Recensione Affetti e dispetti (2009)

Sotteso a uno squilibrio psicologico dei personaggi costante e all'urgenza prepotente di una crisi furibonda degli eventi, il film di Silva, alla sua seconda opera, riesce a evitare gli impianti narrativi banali dei drammoni che costipano lo stile e l'originalità.

Psicopatologia della tata

Le abitudini quotidiane a volte imprigionano la mente e oscurano il più lucido e geometrico raziocinio. Diventano pericolose gabbie e claustrofobiche trappole che delineano percorsi tortuosi e dolorosi. Il regista e sceneggiatore cileno Sebastián Silva prende spunto da questa problematica sofisticata, ma non artificiosa, e segue una strada poco battuta con Affetti e dispetti, pellicola dai ritmi hanekiani e dalle atmosfere claustrofobiche di certi thriller domestici spesi negli affanni cronici della tensione affilata.

La storia di Affetti e dispetti ruota tutta intorno alla protagonista Raquel, tata, appunto, di una ricca famiglia altoborghese. La donna è al servizio dei Valdes da più di vent'anni, durante i quali ha svezzato i bambini e cresciuto i ragazzi, dedicandosi corpo e anima alla faccende domestiche. Si sente parte della famiglia e prova a convincersene cercando di partecipare ad alcuni momenti della loro vita attraverso piccoli gesti. In realtà però si sente sola proprio mentre è in loro compagnia perché non è legata alla sua famiglia e non ha nessun altro contatto umano oltre quello. A quarant'anni compiuti il metabolismo della sua maniacale riverenza e della sua religiosa devozione s'inceppa in uno stress psicologico e una stanchezza fisica dalle quali non riesce più a risollevarsi. La signora Valdes decide allora di affiancarle qualcuno che le dia una mano in casa, ma una gelosia ossessiva e paranoica la porta a compiere dispetti diabolici contro le "rivali", impaurita dalla terribile possibilità che qualcuno possa prendere il suo posto nella "sua" casa. La sua paura fa paura! Lo sguardo inquieto e inquietante di Raquel diventa la molla di un pericoloso processo di auto-demolizione nel quale sembra essere risucchiata vertiginosamente. A fare presa sullo spettatore anche la superba interpretazione dell'attrice Catalina Saavedra, che ricorda per l'espressione turbata e misteriosa Judith Anderson, che rese memorabile il personaggio dell'atroce signora Danvers in Rebecca, la prima moglie. Non è un caso che, come Hitchcock, anche Silva abbia cercato di riscattare l'emblematica figura di una donna che riflette nel proprio comportamento uno sconvolgimento intimo, profondo come gli inferi cui rimandano due occhi scuri persi nel vuoto.

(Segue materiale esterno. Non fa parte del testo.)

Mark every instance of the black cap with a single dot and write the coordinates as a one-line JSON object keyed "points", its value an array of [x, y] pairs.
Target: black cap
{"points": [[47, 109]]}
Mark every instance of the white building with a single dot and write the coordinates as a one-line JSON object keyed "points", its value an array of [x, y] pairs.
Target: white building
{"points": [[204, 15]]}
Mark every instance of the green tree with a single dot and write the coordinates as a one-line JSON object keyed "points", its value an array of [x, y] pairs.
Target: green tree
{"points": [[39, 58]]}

Sotteso a uno squilibrio psicologico dei personaggi costante e all'urgenza prepotente di una crisi furibonda degli eventi, il film di Silva, alla sua seconda opera, riesce a evitare gli impianti narrativi banali dei drammoni che costipano lo stile e l'originalità. Il regista utilizza le inquadrature come bisturi nella realtà e nelle sue mani la macchina da presa sembra un imprudente spioncino che indaga e perquisisce i moti del tormento. La sua scelta, metodicamente estetizzante e profondamente accurata, catalizza lo sguardo in una direzione precisa, che s'inanella lungo la traiettoria di un'angoscia che magistralmente si riflette con la stessa alcolica intensità per tutta la durata del film: Affetti e dispetti è un thriller drammatico che sfugge alle categorie e colpisce gli spettatori soffocandoli con un pathos immenso.